Ophiuchus is depicted as grappling with a snake and is thought to be the healer, Asclepius the greek god of medicine. Asclepius was the son of Apollo. He was killed by Zeus with a thunderbolt made by Apollo for resurrecting the dead. After his death he was placed in the night sky. The Rod of Asclepius remains the symbol of medicine today and is the image of a rod with a serpent coiled around it.


Take the Tour:

Number Object Description Magnitude Surface Brightness
1 M12 Globular Cluster 6.5 12
2 M10 Globular Cluster 6.5 12
3 M107 Globular Cluster 8.0 12
4 M14 Globular Cluster 7.5 12
5 M9 Globular Cluster 7.9 11


Each image is the size of a full moon for size comparison.


M12:

M12

Messier 12 is a globular cluster found  15,700 light years away. It was discovered by Messier in May 1764. M12 is quite difficult to see with binoculars. It was once thought to be a tightly packed open cluster due to its loose packing of stars. It is thought to have lost four times the number of stars that it currently has to the gravitational pull of the Milky Way and hence has few low mass stars.




M10:

M10

Messier 10 is a globular cluster found 14,300 light years away. It was discovered by Charles Messier in May 1764. It can be seen in the same field of view as M12 with binoculars.
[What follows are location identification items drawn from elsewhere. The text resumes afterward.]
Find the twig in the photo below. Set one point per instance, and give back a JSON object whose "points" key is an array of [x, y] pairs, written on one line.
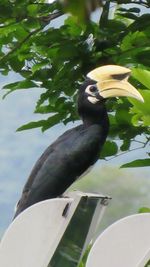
{"points": [[130, 150]]}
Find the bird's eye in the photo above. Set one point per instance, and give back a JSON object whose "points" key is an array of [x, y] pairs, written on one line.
{"points": [[93, 88]]}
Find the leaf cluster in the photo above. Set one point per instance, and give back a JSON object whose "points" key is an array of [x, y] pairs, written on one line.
{"points": [[57, 60]]}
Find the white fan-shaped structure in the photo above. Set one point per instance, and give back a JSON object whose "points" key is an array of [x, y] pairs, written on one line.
{"points": [[126, 243], [34, 235]]}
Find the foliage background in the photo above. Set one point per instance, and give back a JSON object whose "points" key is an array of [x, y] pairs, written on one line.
{"points": [[53, 61]]}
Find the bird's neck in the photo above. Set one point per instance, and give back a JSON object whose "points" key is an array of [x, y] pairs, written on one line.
{"points": [[100, 119]]}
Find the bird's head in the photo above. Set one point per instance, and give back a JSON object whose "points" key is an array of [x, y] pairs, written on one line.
{"points": [[102, 83]]}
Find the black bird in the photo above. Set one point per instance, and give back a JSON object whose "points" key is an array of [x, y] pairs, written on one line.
{"points": [[77, 149]]}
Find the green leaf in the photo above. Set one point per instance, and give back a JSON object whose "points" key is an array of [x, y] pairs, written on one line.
{"points": [[141, 111], [137, 163], [109, 149], [26, 84], [142, 75]]}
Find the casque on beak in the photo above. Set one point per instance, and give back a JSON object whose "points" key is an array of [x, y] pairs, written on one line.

It appears as the brighter of the two globular clusters. This cluster is currently travelling away from us at 69 km/s.





M107:

M107

Messier 107 is a globular cluster found 20,900 light years away. It was discovered by Mechain in April 1782 but not added to the Messier catalogue until 1947. It is a loosely packed globular. It is easily seen in small telescopes and holds up well in moderate light pollution. This globular is travelling towards us at 147 km/s.





M14:

M14

Messier 14 is a globular cluster found about 30,000 light years away. It was discovered by Charles Messier in June 1764. This globular cluster stands out as being one of only two that contained a nova. This cluster isn't as easy to observe as it should be. This is probably due to its poorly defined core. 





M9:

M9

Messier 9 is a globular cluster located around 25,000 light years away. It was discovered by Messier in May 1764. This is a small globular cluster to observe. It is travelling away from us and is currently passing through an interstellar dust cloud which maes it seem dimmer than it would normally be.